Thebes is dying, but you wouldn’t know it from Oedipus and Antigone’s raucous opening. The chorus dances to blaring pop, heralding a thoroughly modern production complete with an unusual all-white set. Their celebrations, which seem to promise a surprisingly upbeat take on accidental incest and defiance of a royal decree, are interrupted, however, by Oedipus, who asks the chorus what it is that troubles them. Such a confusing - and jarring - shift in tone is emblematic of the unevenness which plagues this otherwise strong production.

Telling the combined stories of Oedipus (Alasdair McNab), who famously (and unknowingly) kills his father and marries his mother, and his daughter Antigone (Rihanna Frost), who buries her brother against the king’s orders, was never going to be anything but a challenge. As a whole, the two strands hold together remarkably well, assisted in no small part by the excellent Laura Waldren (Jocasta) on both sides of the interval and competent acting by all cast members. The play is at its best when it is at its boldest and most visually forceful, producing some truly striking scenes including a memorable re-enactment of Oedipus’ prophecy in silhouette, and a powerful – and eerie – final scene in which the entire cast gather on the stage, staring blankly out into the audience. Several moments of high emotion were also very moving, with Oedipus’ final appearance on stage in the first half proving especially devastating.

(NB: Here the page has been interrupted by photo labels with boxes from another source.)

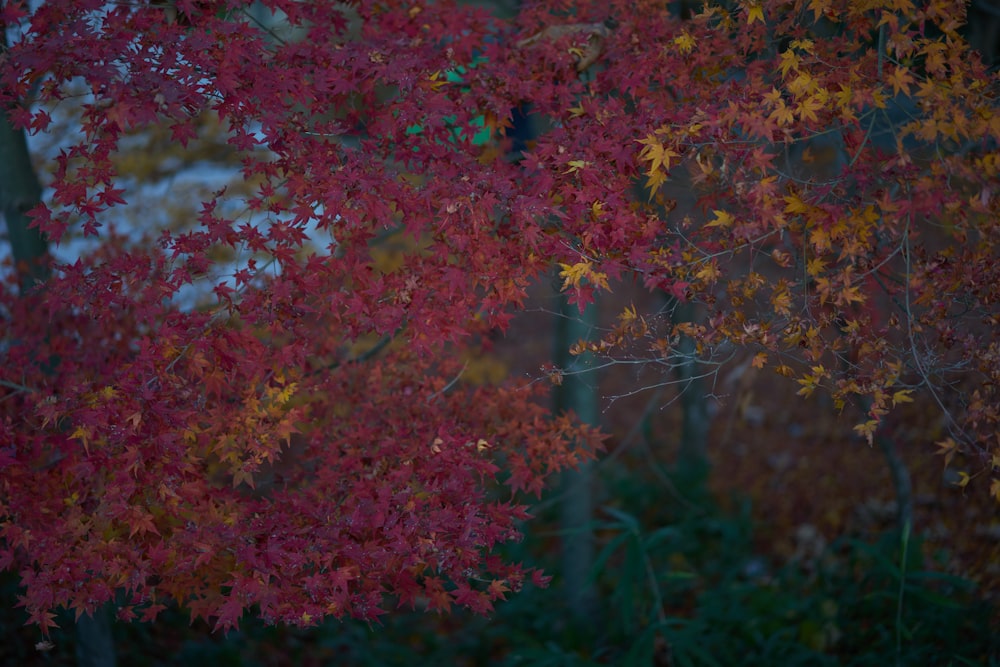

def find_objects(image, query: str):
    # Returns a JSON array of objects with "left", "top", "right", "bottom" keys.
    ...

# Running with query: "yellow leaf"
[
  {"left": 559, "top": 260, "right": 610, "bottom": 290},
  {"left": 888, "top": 67, "right": 914, "bottom": 95},
  {"left": 806, "top": 257, "right": 826, "bottom": 278},
  {"left": 639, "top": 135, "right": 681, "bottom": 176},
  {"left": 854, "top": 419, "right": 878, "bottom": 446},
  {"left": 674, "top": 30, "right": 696, "bottom": 53},
  {"left": 767, "top": 100, "right": 795, "bottom": 126},
  {"left": 784, "top": 195, "right": 809, "bottom": 214},
  {"left": 747, "top": 2, "right": 764, "bottom": 25},
  {"left": 705, "top": 210, "right": 733, "bottom": 229},
  {"left": 778, "top": 49, "right": 801, "bottom": 78},
  {"left": 695, "top": 261, "right": 722, "bottom": 284}
]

These strengths were, however, undermined by problems with tone that could not quite be masked by skilful acting. The shepherd-soldier was a particular weakness in the second half: he was very funny, and by no means gave a poor performance, but was often serving humour almost exclusively to undercut the dramatic tension that had been so assiduously built up - including a poorly-timed reference to Antigone being Haemon’s “bird”. In addition, the production felt a little unpolished at times, but these are likely issues that will be ironed out during this week’s run: elevated scenes were often hampered by poor positioning which meant that crucial visual effects were obscured by the set.

This is not to say that this is a poor production: it is not. The force of the plot and the insistently dramatic second half unite Oedipus and Antigone into a thoroughly enjoyable whole, and a decidedly proficient retelling that is certainly worth the ticket price.